[LU-10729] replay-dual test_23d: FAIL: Remote creation failed 1 : mkdir: cannot create directory': File exists Created: 27/Feb/18 Updated: 29/Nov/23 Resolved: 11/Apr/23 |
|
| Status: | Resolved |
| Project: | Lustre |
| Component/s: | None |
| Affects Version/s: | Lustre 2.11.0, Lustre 2.10.4, Lustre 2.10.5, Lustre 2.10.7, Lustre 2.12.1, Lustre 2.14.0, Lustre 2.12.6 |
| Fix Version/s: | Lustre 2.16.0 |
| Type: | Bug | Priority: | Critical |
| Reporter: | Elena Gryaznova | Assignee: | Alex Zhuravlev |
| Resolution: | Fixed | Votes: | 0 |
| Labels: | None | ||
| Attachments: |
|
||||||||||||
| Issue Links: |
|
||||||||||||
| Severity: | 3 | ||||||||||||
| Rank (Obsolete): | 9223372036854775807 | ||||||||||||
| Description |
|
test fails on failover config: hosts != failoverhosts == replay-dual test 23d: c1 rmdir d1, M0 drop update reply and fail M0/M1, c2 mkdir d1 =============== 19:53:39 (1519674819)
fail_loc=0x1701
fail_loc=0
Failing mds1 on fre909
Stopping /mnt/lustre-mds1 (opts:) on fre909
pdsh@fre913: fre909: ssh exited with exit code 1
Failing mds2 on fre910
Stopping /mnt/lustre-mds2 (opts:) on fre910
pdsh@fre913: fre910: ssh exited with exit code 1
reboot facets: mds1
Failover mds1 to fre910
...
fre915: mdc.lustre-MDT0001-mdc-*.mds_server_uuid in FULL state after 0 sec
UUID 1K-blocks Used Available Use% Mounted on
lustre-MDT0000_UUID 1168028 6688 1062924 1% /mnt/lustre[MDT:0]

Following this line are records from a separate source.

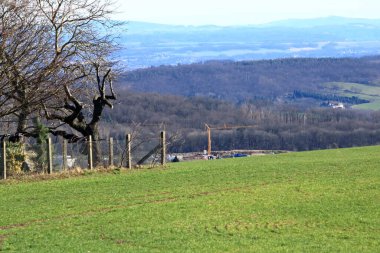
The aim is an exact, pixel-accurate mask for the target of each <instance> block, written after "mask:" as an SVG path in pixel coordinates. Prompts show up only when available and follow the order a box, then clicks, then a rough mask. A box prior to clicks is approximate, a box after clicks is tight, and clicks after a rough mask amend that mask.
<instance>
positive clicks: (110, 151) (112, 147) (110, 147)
mask: <svg viewBox="0 0 380 253" xmlns="http://www.w3.org/2000/svg"><path fill="white" fill-rule="evenodd" d="M108 165H109V167H111V168H112V167H113V138H112V137H111V138H110V141H109V157H108Z"/></svg>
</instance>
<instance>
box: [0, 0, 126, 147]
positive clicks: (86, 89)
mask: <svg viewBox="0 0 380 253" xmlns="http://www.w3.org/2000/svg"><path fill="white" fill-rule="evenodd" d="M111 7H112V3H111V2H110V1H108V0H21V1H11V0H9V1H2V2H1V3H0V8H1V13H0V22H1V24H0V25H1V27H0V28H1V30H0V32H1V37H0V77H2V80H1V81H0V88H2V89H1V92H0V106H1V109H0V117H2V116H4V115H13V116H14V117H15V120H16V121H17V133H21V134H24V135H26V136H35V135H36V133H35V129H34V127H33V126H31V125H29V124H28V121H27V120H28V118H30V117H33V116H36V115H37V114H39V113H40V112H44V114H43V115H44V116H47V119H48V120H50V121H52V124H51V125H50V126H49V127H50V129H51V132H52V133H53V134H57V135H62V136H64V137H65V138H70V139H78V138H79V137H87V136H89V135H92V136H93V137H94V139H95V140H97V139H99V136H98V130H97V124H98V122H99V121H100V118H101V115H102V112H103V109H104V107H105V106H110V107H112V104H111V102H110V100H114V99H116V96H115V93H114V91H113V87H112V76H113V75H111V68H112V67H113V63H112V60H111V58H110V56H111V54H112V52H113V51H114V50H115V49H116V46H117V45H116V43H115V40H114V39H115V36H113V34H112V28H115V27H117V26H119V25H120V24H121V23H117V22H114V21H112V20H110V19H109V15H110V14H111V13H112V12H113V10H112V9H111ZM112 72H114V71H112ZM107 87H109V88H108V92H109V94H106V90H107V89H106V88H107ZM91 108H92V109H91ZM85 112H87V114H90V116H91V120H89V121H88V122H87V121H86V120H85V116H87V114H86V113H85ZM88 112H89V113H88ZM63 124H65V125H68V126H70V127H71V128H72V129H74V130H76V133H77V134H73V133H71V132H70V131H67V128H66V130H65V129H62V128H60V126H62V125H63Z"/></svg>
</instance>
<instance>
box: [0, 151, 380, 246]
mask: <svg viewBox="0 0 380 253" xmlns="http://www.w3.org/2000/svg"><path fill="white" fill-rule="evenodd" d="M379 152H380V148H379V147H366V148H355V149H338V150H330V151H318V152H304V153H293V154H285V155H275V156H265V157H250V158H239V159H225V160H218V161H203V162H189V163H177V164H170V165H168V167H167V168H165V169H156V170H139V171H136V170H135V171H121V172H120V171H117V170H116V171H115V172H114V173H110V174H94V175H90V174H87V176H83V177H79V178H69V179H64V180H52V181H42V182H32V183H28V182H10V183H0V202H1V203H2V204H1V206H0V216H1V219H0V250H3V251H10V252H207V253H209V252H288V251H289V252H318V253H319V252H377V251H378V249H379V247H380V237H379V235H380V220H379V209H380V203H379V198H380V187H379V186H380V170H379V168H380V160H379V159H378V157H379Z"/></svg>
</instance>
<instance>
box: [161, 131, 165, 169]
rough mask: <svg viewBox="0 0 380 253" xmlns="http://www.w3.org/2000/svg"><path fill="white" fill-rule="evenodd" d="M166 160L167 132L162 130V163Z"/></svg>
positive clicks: (164, 161) (161, 153)
mask: <svg viewBox="0 0 380 253" xmlns="http://www.w3.org/2000/svg"><path fill="white" fill-rule="evenodd" d="M165 162H166V132H165V131H162V132H161V165H165Z"/></svg>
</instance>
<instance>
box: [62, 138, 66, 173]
mask: <svg viewBox="0 0 380 253" xmlns="http://www.w3.org/2000/svg"><path fill="white" fill-rule="evenodd" d="M62 152H63V154H62V159H63V161H62V170H63V171H65V170H67V140H66V139H64V140H63V147H62Z"/></svg>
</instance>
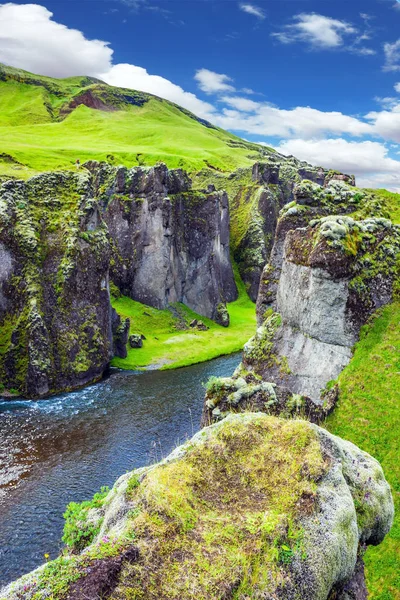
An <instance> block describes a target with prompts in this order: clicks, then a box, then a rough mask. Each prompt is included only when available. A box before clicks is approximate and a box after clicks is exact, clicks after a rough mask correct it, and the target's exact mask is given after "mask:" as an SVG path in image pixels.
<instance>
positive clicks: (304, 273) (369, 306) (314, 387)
mask: <svg viewBox="0 0 400 600" xmlns="http://www.w3.org/2000/svg"><path fill="white" fill-rule="evenodd" d="M294 196H295V200H294V201H293V202H291V203H290V204H288V205H286V206H285V208H284V209H283V210H282V211H281V216H280V219H279V221H278V224H277V229H276V235H275V243H274V247H273V250H272V253H271V259H270V263H268V264H267V266H266V267H265V269H264V272H263V277H262V282H261V286H260V291H259V295H258V301H257V316H258V323H259V327H258V329H257V332H256V334H255V336H254V337H253V338H252V339H251V340H249V342H248V343H247V344H246V345H245V346H244V350H243V361H242V364H241V365H240V367H239V368H238V370H237V371H236V372H235V374H234V375H233V377H232V378H228V379H222V380H217V381H215V382H210V385H209V387H208V391H207V395H206V400H205V409H204V415H203V423H205V424H207V423H209V422H213V421H215V420H218V419H220V418H221V417H222V416H223V415H224V414H226V413H228V412H230V411H232V410H233V411H238V410H262V411H266V412H269V413H273V414H285V415H293V414H302V415H305V416H307V417H308V418H310V419H311V420H314V421H319V420H321V419H323V418H324V416H326V414H327V413H328V412H329V411H330V410H332V408H333V406H334V404H335V401H336V400H337V394H338V390H337V387H335V386H334V387H332V386H331V384H330V382H332V381H333V380H335V379H337V377H338V375H339V374H340V373H341V371H342V370H343V368H344V367H345V366H346V365H347V364H348V363H349V361H350V359H351V356H352V347H353V345H354V343H355V342H356V341H357V340H358V337H359V332H360V328H361V327H362V325H364V324H365V323H366V322H367V320H368V318H369V316H370V315H371V314H372V313H373V312H374V311H376V310H377V309H378V308H380V307H381V306H383V305H385V304H388V303H390V302H392V301H393V300H394V299H395V298H396V297H398V293H399V277H400V271H399V263H398V257H399V255H400V228H399V227H398V226H395V225H393V224H392V223H391V222H390V221H389V220H388V219H385V218H383V217H369V218H364V219H362V220H355V219H354V218H353V217H350V216H348V215H346V214H345V213H352V214H353V215H354V216H356V215H360V217H363V216H365V215H366V214H369V213H372V214H374V213H376V212H378V213H379V212H382V207H380V206H379V205H377V204H376V202H375V199H374V198H371V197H369V195H368V194H367V193H365V192H362V191H359V190H358V191H357V190H354V189H352V187H351V186H349V185H348V184H347V183H346V182H343V181H331V182H329V184H328V186H327V187H325V188H323V187H321V186H319V185H318V184H315V183H312V182H310V181H308V182H302V183H301V184H298V185H297V186H296V187H295V189H294ZM333 212H336V213H337V214H336V216H329V213H333ZM340 213H342V214H340ZM327 214H328V216H322V215H327ZM327 384H329V386H328V387H329V390H328V389H326V386H327Z"/></svg>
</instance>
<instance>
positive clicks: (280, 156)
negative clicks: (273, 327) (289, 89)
mask: <svg viewBox="0 0 400 600" xmlns="http://www.w3.org/2000/svg"><path fill="white" fill-rule="evenodd" d="M204 175H205V180H207V181H212V182H213V183H214V184H215V185H216V187H217V188H218V189H226V190H227V191H228V193H229V198H230V204H231V220H232V240H231V244H232V250H233V256H234V259H235V261H236V263H237V265H238V268H239V272H240V275H241V277H242V279H243V281H244V282H245V284H246V287H247V291H248V294H249V296H250V298H251V299H252V300H253V301H256V299H257V295H258V289H259V284H260V279H261V275H262V272H263V268H264V266H265V264H266V263H267V262H268V261H269V259H270V255H271V250H272V249H273V246H274V238H275V232H276V228H277V225H278V219H279V211H280V210H281V209H282V208H283V207H284V205H286V204H287V203H290V202H292V201H293V200H294V199H295V197H296V189H299V188H300V187H301V185H302V182H303V181H304V182H305V183H307V184H309V185H312V186H313V185H315V187H316V188H320V189H322V188H321V186H325V187H329V186H330V187H331V188H332V189H333V188H334V186H335V185H336V184H337V183H339V184H341V183H343V182H344V184H348V185H346V188H348V187H349V185H354V183H355V182H354V177H353V176H350V175H344V174H341V173H338V172H336V171H327V170H325V169H322V168H320V167H312V166H311V165H309V164H308V163H305V162H301V161H299V160H297V159H295V158H294V157H285V156H282V155H281V154H278V153H275V154H273V153H270V154H269V156H268V158H265V161H264V162H257V163H255V164H254V165H253V167H252V168H251V169H239V170H238V171H236V172H235V173H232V174H231V175H229V176H228V177H226V176H224V175H220V174H214V175H213V176H212V177H210V175H209V174H204ZM198 177H199V180H200V182H203V181H204V177H202V174H199V176H198ZM354 193H355V192H354ZM323 214H329V213H328V212H326V213H323ZM278 226H279V225H278Z"/></svg>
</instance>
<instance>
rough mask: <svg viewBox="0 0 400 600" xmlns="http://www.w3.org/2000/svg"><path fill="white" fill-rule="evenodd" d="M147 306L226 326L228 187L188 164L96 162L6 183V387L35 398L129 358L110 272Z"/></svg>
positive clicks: (2, 360)
mask: <svg viewBox="0 0 400 600" xmlns="http://www.w3.org/2000/svg"><path fill="white" fill-rule="evenodd" d="M110 280H112V281H113V283H114V284H115V285H117V286H118V287H119V288H120V290H121V291H122V292H123V293H124V294H126V295H128V296H130V297H131V298H133V299H134V300H139V301H141V302H143V303H146V304H149V305H151V306H154V307H157V308H165V307H166V306H167V305H168V303H170V302H184V303H185V304H187V305H188V306H189V307H190V308H192V309H193V310H195V311H197V312H198V313H200V314H202V315H205V316H208V317H210V318H213V319H215V320H216V321H217V322H219V323H220V324H221V325H224V326H227V325H229V314H228V311H227V309H226V302H227V301H231V300H234V299H235V298H236V296H237V291H236V285H235V282H234V277H233V272H232V267H231V263H230V257H229V207H228V199H227V196H226V194H224V193H222V192H212V191H210V192H198V191H197V192H193V191H192V190H191V182H190V180H189V178H188V176H187V175H186V173H184V172H183V171H181V170H176V171H168V169H167V168H166V167H165V166H164V165H160V166H157V167H154V168H148V169H144V168H135V169H131V170H128V169H125V168H120V169H118V168H114V167H110V166H108V165H106V164H98V163H89V164H88V165H87V168H84V169H82V171H81V172H79V173H63V172H60V173H52V174H44V175H41V176H37V177H34V178H32V179H31V180H29V181H27V182H23V181H7V182H5V183H3V184H2V185H1V187H0V384H1V386H2V387H1V389H0V393H3V394H4V395H6V396H7V395H8V394H9V393H10V391H11V395H13V394H14V395H15V394H20V395H23V396H25V397H28V398H33V397H40V396H45V395H48V394H51V393H55V392H58V391H63V390H70V389H73V388H76V387H79V386H83V385H86V384H87V383H90V382H93V381H96V380H97V379H99V378H100V377H101V376H102V374H103V373H104V371H105V370H106V369H107V366H108V364H109V362H110V360H111V358H112V357H113V356H115V355H116V356H119V357H122V358H124V357H126V343H127V337H128V333H129V322H127V321H123V322H122V323H121V321H120V319H119V317H118V315H117V314H116V313H115V311H114V310H113V309H112V308H111V304H110V293H109V281H110Z"/></svg>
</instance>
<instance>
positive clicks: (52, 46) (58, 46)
mask: <svg viewBox="0 0 400 600" xmlns="http://www.w3.org/2000/svg"><path fill="white" fill-rule="evenodd" d="M52 17H53V14H52V13H51V12H50V11H49V10H47V8H45V7H44V6H39V5H38V4H21V5H18V4H12V3H7V4H0V62H3V63H5V64H8V65H12V66H14V67H19V68H22V69H26V70H28V71H33V72H34V73H40V74H41V75H49V76H50V77H69V76H71V75H97V74H98V73H101V72H104V71H106V70H107V69H109V68H110V66H111V59H112V54H113V51H112V50H111V48H110V47H109V46H108V43H107V42H103V41H101V40H87V39H86V38H85V36H84V35H83V34H82V33H81V32H80V31H78V30H76V29H69V28H68V27H66V26H65V25H61V24H60V23H56V22H55V21H53V20H52Z"/></svg>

lustre-MDT0001_UUID 1168028 6272 1063340 1% /mnt/lustre[MDT:1]
lustre-OST0000_UUID 4607356 34096 4306876 1% /mnt/lustre[OST:0]
lustre-OST0001_UUID 4607356 34096 4306876 1% /mnt/lustre[OST:1]
lustre-OST0002_UUID 4607356 34100 4306872 1% /mnt/lustre[OST:2]
lustre-OST0003_UUID 4607356 34100 4306872 1% /mnt/lustre[OST:3]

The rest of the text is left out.